Ho contato quattro volte, ho sentito quattro volte alla radio dire: ci aspettano tempi duri. Ci aspettano tempi duri. Ci aspettano tempi duri. Ci aspettano tempi duri. L’ho sentito ripetere quattro volte in meno di due minuti. Ehi, mi sono detta, ma non sarà che mi aspettano tempi duri? Ma quindi quella volta che furono davvero duri, non conta? O siccome non erano tempi duri da ripetere quattro volte in due minuti e lo erano solo per me, non vale? Conta solo se vale per tutti? Ma tutti chi? Ah certo, l’economia, io credevo si preoccupassero del mio umore; ma erano tempi facili quindi, prima, quando le bollette non erano così care? E lo erano per chi? Per tutti?

Non devo confondere le storie personali con le tendenze economiche, certo. Non devo confondere. Ma se qualche giorno sono di buonumore lo posso dire o sono tempi duri?

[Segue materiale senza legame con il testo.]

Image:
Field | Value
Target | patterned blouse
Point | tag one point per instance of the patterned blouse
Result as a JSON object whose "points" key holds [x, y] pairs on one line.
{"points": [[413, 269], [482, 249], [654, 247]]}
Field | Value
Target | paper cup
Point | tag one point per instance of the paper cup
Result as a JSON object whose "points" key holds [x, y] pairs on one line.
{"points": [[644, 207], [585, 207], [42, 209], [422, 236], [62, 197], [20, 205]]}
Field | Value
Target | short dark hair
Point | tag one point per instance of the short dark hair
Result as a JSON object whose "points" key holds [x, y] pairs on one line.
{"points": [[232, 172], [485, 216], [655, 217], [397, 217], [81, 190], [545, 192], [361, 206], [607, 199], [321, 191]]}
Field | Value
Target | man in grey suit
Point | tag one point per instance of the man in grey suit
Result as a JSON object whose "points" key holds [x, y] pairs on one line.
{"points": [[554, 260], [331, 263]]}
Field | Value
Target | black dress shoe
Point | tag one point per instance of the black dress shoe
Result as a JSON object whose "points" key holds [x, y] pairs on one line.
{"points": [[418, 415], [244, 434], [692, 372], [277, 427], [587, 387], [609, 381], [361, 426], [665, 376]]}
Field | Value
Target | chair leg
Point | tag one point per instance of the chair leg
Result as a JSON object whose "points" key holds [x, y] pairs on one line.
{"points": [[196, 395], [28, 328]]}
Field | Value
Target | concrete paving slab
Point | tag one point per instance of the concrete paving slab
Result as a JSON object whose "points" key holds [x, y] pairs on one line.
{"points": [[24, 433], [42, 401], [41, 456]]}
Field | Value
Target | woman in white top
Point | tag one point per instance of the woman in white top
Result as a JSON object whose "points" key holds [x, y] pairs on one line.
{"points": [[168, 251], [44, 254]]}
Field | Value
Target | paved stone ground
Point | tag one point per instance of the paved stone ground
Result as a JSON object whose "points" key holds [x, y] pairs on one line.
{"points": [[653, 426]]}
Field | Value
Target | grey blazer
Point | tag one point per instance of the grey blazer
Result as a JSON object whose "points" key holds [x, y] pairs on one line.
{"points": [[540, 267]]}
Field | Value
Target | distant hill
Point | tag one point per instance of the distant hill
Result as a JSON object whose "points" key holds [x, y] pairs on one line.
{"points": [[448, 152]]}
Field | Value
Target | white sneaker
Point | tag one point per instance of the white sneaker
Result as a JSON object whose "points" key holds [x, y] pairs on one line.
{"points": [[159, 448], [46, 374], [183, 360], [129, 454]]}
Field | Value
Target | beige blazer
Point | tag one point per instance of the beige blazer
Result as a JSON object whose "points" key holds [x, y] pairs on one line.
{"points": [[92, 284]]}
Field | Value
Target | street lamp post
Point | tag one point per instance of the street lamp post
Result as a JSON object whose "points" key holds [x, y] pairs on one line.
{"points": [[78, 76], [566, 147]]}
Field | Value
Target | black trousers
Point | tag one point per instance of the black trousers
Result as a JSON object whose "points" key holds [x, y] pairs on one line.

In uno di questi giorni duri, da dire con il tono grave che se no si capisce che non ci credete e che per voi non sono poi tanto duri, posso dire che a me sembrano duri per quelli per cui erano duri anche prima? Posso dire che mi fa più paura la temperatura a 25 gradi a fine ottobre  di Berlusconi, Meloni e Salvini e pure sull’espressione da madonnina infilzata della Serrachiani  e  del tono serioso e preoccupato di Letta avrei molto da dire, che poi alla fine decido io e so io se e quando sono tempi duri e comunque non ci credo proprio che possono essere peggio di certi altri giorni duri che non siete neppure tenuti a sapere  come sono. Perché poi ognuno ha i suoi tempi duri.

Comunque sappiate che sono tempi duri, se nessuno ve l’ha detto sarebbe ora che ve lo dica, almeno 4 volte in due minuti, se no c’è il rischio che non capiate e fate come quelli del Titanic, altra metafora da ripetere 4 volte in due minuti. Sono tempi duri is the new resilienza. L’ho già detto che sono tempi duri? Se poi avete problemi, drammi che vi affliggono, quella disperazione che vi portate dietro da sempre, quel dolore insopprimibile come il vostro conto corrente inesorabilmente in rosso, non sentitevi soli, siete al passo coi tempi, prima eravate soli, ora sono tempi duri per tutti, pare.